3 Fundamental Tips for Protecting Yourself Legally as a Real Estate Investor
Don’t Own the Property
The first step to being a successful real estate investor is making certain that any accidents that incur liability are pointed directly at not you. By creating a limited-liability corporation and putting the property in the corporation’s name, you can create a barrier between your personal funds and any liability that might arise from an accident on the property.
Those property owners who want to go above and beyond can also use other strategies to help obfuscate their ownership. They can be important if you’re concerned about someone looking up the property owner online and discovering that it’s you. These include tricks like putting your property in a land trust, filing under your spouse’s maiden name, and more.
Don’t Manage the Property
Similarly, if you’re directly connected to the management of the property, you’re liable for anything that goes wrong with the management process — and there’s a lot of things that can go wrong. Set up a (different!) LLC to manage under, or actually just take the logical step of hiring a professional outside property manager to handle the details while you watch the profit come in.
If you do decide to manage directly through an LLC, get intimately familiar with the law — because you will be seeing the inside of a courthouse. Few professions outside of a law office are more consistent about putting you in front of a judge than property management. Protecting yourself means either hiring someone who knows, or personally being deeply aware of:
- Fair Housing Laws
- Fair Credit Reporting Laws
- Discrimination Laws (Both Federal and State)
- Privacy of Information Laws
- The Americans With Disabilities Act
- Your State’s Landlord/Tenant Laws
- Premises Liability Law
Make no mistake — many judges see it as a sacred duty to protect innocent tenants from abusive landlords, even when the tenant is clearly the one in the wrong. If you’re not adapting your business practices to the legal landscape you work in, you will end up on the wrong side of a lawsuit.

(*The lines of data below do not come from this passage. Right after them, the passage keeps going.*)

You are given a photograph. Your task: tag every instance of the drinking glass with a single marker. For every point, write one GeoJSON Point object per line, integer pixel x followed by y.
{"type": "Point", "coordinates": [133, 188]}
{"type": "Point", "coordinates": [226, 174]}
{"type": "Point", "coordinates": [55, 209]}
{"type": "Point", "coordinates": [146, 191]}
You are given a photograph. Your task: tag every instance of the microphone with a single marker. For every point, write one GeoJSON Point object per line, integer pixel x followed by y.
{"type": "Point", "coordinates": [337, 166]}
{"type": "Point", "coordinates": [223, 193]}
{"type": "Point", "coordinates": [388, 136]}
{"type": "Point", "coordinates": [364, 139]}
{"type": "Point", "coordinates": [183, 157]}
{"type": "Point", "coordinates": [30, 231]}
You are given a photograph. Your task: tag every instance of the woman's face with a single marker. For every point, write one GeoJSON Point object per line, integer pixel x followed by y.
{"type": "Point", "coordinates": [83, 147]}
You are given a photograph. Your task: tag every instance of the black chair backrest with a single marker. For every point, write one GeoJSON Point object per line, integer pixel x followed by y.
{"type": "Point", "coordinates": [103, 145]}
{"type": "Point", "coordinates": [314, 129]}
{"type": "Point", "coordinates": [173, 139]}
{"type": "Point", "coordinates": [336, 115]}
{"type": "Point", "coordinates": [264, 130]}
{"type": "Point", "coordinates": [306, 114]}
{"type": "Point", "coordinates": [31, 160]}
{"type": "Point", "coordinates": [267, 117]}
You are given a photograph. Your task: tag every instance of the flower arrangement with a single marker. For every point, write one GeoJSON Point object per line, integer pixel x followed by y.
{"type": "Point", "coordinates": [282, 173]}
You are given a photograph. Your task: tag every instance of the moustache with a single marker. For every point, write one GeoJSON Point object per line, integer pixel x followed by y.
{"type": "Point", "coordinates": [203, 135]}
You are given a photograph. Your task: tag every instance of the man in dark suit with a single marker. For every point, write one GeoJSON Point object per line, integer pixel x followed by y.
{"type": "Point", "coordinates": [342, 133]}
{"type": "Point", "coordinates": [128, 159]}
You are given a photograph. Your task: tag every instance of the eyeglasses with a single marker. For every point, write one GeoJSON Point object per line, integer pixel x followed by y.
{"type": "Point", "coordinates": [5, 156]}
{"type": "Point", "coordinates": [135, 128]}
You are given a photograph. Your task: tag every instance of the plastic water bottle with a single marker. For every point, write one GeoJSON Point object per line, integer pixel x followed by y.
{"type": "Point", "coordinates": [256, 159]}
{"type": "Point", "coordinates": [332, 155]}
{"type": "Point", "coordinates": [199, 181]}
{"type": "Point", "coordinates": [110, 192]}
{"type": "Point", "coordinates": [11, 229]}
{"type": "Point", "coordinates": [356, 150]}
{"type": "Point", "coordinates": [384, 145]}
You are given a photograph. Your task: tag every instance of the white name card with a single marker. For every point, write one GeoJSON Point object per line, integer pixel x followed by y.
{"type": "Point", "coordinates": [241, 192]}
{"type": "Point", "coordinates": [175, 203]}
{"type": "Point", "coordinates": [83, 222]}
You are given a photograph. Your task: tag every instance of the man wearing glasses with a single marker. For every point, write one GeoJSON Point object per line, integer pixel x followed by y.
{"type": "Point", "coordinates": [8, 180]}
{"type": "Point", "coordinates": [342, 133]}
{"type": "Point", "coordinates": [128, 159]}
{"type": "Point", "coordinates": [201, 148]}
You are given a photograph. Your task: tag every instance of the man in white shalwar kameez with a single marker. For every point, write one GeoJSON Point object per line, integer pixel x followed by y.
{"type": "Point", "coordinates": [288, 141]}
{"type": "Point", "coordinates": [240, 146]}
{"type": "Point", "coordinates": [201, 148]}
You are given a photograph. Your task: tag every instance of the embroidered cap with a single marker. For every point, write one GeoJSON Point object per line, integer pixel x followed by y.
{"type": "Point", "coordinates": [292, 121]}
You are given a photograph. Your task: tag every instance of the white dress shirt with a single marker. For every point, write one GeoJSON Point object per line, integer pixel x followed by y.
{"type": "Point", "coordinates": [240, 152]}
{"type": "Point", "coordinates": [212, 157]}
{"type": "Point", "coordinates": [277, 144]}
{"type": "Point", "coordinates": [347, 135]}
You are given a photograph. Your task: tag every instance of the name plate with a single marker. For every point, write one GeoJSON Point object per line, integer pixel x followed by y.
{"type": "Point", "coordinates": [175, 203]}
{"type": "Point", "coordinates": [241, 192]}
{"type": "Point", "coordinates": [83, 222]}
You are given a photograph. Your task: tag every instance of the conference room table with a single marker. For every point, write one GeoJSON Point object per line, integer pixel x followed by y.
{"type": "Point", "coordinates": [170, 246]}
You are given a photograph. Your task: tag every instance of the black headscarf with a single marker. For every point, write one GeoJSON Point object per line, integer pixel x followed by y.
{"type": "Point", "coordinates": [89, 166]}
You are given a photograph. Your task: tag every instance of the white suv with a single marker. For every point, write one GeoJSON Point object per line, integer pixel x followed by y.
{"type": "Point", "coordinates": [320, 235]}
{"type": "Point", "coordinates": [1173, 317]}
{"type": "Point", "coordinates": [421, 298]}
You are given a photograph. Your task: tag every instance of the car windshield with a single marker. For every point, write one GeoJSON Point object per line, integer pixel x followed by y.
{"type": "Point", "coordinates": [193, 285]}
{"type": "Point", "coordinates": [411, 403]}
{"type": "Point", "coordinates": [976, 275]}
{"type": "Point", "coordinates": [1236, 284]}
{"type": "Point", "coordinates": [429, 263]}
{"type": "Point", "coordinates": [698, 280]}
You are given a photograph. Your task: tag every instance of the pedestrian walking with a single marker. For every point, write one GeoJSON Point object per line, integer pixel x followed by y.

Insure Everything Generously
The name of the game when it comes to investing in real estate is risk avoidance. In the modern world, the single most effective tool for abrogating risk is insurance. You need to have several kinds of insurance in ample amounts, including:
- A Dwelling Policy for each property. This is separate from a Homeowner’s Policy in that it doesn’t cover goods inside the property (which would presumably belong to the tenant) — just the structure itself.
- A Vacant Property Policy for each property that you anticipate will be without a tenant for a month or more — available as a rider on the Homeowner’s Policy or as a standalone policy.
- A Construction Policy for each property that is undergoing major repairs or renovations.
- A Liability Policy for you. Yes, even though you’re owning via an LLC.
In all of these cases, pay the extra for a policy that pays out for “replacement cost,” never “cash value.” Cash Value pays out what you could have gotten for selling the property on the open market after depreciation. Replacement Cost pays out what it takes you to rebuild the property, which is what you actually need.
In addition, if you’re doing the property management yourself, you’ll also need:
- A Landlord’s Policy for each property.
- An Errors and Omissions Policy for you. Again, even though you’re managing via an LLC.
All of this should be considered the minimum level of protection that a property investor should have between their funds and the properties they invest in. Anything less is asking for a disaster to leave you in an unrecoverable situation.
How have you protected yourself as an investor? What advice would you give a newbie investor just starting out?